Speaking at the launch, Alison Bernard, the Interpol communications officer, noted that fighting gender violence required concerted effort.
“We will not defeat gender-based violence unless we mobilise the whole society,” Alison noted.
“Prevention is what Interpol’s ‘Turn Back Crime’ is about. It is about enabling everyone to take necessary steps to understand crime and stay away from it,” she added.
“This campaign is about empowering each one of you to help prevent crime.
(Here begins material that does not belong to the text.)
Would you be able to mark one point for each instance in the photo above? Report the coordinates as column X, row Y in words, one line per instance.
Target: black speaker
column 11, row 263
It is about you, your family, business and the community,” she observed.
Assistant Commissioner of Police Damas Gatare, the Commissioner for Community Policing, noted that modern day slavery is an emerging crime in Rwanda, with many victims trafficked to Europe, Asia and Malaysia for sexual and other exploitative activities.
Latest statistics indicate that at least 80 per cent of victims of human trafficking are women and girls while 70 per cent of them end up becoming victims of sexual harassment.
He, however, said the government had enacted policies and set up rehabilitation centres as a response to both GBV and trafficking in persons.
Rwanda, in most cases, is used as a transit route for traffickers and Rwanda National Police has since 2009 rescued 153 people including 64 Bangladeshi and Ugandans who were being trafficked to other countries through Rwanda.
Police spokesperson Chief Supt. Celestin Twahirwa said the Force will take the awareness campaign down to the grassroots to further sensitise the public on their role in preventing crime and GBV in particular while seeking intervention from Isange One-Stop centres currently being scaled up to all district hospitals across the country.